Когда на дребезжащий на пружине звонок в прихожей раздавались шаркающие торопливые шаги матери, сердце его билось и он испытывал сладкий восторг ожидания.
Старилась мама! Становилась будто ниже ростом, больше морщин прорезали ясный лоб, и уже не румянцем, но пятнами были покрыты щеки. Но, казалось, с еще большею любовью смотрели на него серо-голубые глаза.
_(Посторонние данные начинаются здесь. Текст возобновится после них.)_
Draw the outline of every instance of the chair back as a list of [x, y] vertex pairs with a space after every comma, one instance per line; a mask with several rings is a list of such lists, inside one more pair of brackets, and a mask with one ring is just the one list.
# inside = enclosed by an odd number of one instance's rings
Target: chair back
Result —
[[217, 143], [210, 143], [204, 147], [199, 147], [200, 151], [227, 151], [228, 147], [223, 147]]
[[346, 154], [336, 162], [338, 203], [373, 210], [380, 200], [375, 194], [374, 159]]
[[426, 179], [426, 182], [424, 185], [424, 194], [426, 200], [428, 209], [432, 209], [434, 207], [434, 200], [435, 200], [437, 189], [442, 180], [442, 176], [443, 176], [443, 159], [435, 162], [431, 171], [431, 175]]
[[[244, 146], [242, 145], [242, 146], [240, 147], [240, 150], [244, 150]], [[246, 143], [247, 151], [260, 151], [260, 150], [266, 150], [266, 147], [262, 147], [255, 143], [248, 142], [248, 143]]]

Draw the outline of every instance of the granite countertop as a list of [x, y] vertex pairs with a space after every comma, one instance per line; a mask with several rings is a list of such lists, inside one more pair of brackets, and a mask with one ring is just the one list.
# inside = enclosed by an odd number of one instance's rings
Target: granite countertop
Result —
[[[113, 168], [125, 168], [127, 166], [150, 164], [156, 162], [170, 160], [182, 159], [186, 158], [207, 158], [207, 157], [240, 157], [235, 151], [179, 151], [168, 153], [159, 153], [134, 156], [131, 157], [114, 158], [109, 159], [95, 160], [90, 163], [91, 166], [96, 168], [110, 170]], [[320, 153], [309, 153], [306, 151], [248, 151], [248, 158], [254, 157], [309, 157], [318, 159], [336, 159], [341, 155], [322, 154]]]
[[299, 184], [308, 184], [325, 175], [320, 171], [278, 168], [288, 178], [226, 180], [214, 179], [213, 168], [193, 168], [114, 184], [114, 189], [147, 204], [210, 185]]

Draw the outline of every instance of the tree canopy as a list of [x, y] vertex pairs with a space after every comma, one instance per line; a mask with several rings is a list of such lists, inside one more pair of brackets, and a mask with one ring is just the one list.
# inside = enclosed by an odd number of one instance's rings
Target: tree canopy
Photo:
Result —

- Экий какой! - говорила она, маленькой рукою с четко проступавшими синими жилами хлопая его по рукаву шинели. - Да ты никак еще вырос… Солдат! настоящий солдат! гвардеец!.. Дай нашивочки твои посмотреть!.. Молодчина ты у меня. Устал, поди-ка? Знаю: не скажешь, не сознаешься. Замерз? Ишь - шинелька-то ветром подбита… Пехом шел?
- Пешком, мамочка, - снимая ремень со штыком, - говорил Федя и чувствовал, как сразу его окутывала родная атмосфера.
- Знаю… Не на что… Ну, на конке поехал бы. И то, на имперьяле холодно, а внутрь нельзя, не пускают…
- Дома что?
- По-старому. Сейчас обедать будем. А то, хочешь, чайку согрею? Я живо… На плите.
- Нет, мама, я сыт…
Квартира была в том же доме, но этажом выше и на две комнаты меньше. Федя, когда ночевал, спал в гостиной на диване, к которому приставляли кресло.
Mademoiselle Suzanne ушла в дом престарелых женщин кастеляншей. Лиза уехала учительницей в деревню. Прежняя квартира стала велика.
В отпуску у Феди своего угла не было. Он бросил книги, перевязанные ремнем, в гостиной под лампу и сел в кресло. Мать стоя любовалась им.
- Похудел ты у меня, Федя. Учиться будешь здесь?
- Да, во вторник репетиция по механике. Хочу подтвердить формулы.
- Ко всенощной пойдешь?
- Пойдем, мамочка. И к обедне завтра пойдем. Дома никого нет что ли? Тихо как.
- Липочка еще из комитета не пришла.
- Устает?
- Страшно! Позеленела вся. Ипполит у себя, Миша тоже дома.
В гостиную вошла няня Клуша.
- Здравствуй, Федор Михайлыч. Дай полюбоваться на тебя. Ишь, воин царев! Унтер-офицером уже! Радоваться на тебя надо!
За обедом было по-прежнему тяжело. Эти полчаса, что они сидели за столом, Федя чувствовал себя не в семье, а в каком-то враждебном стане.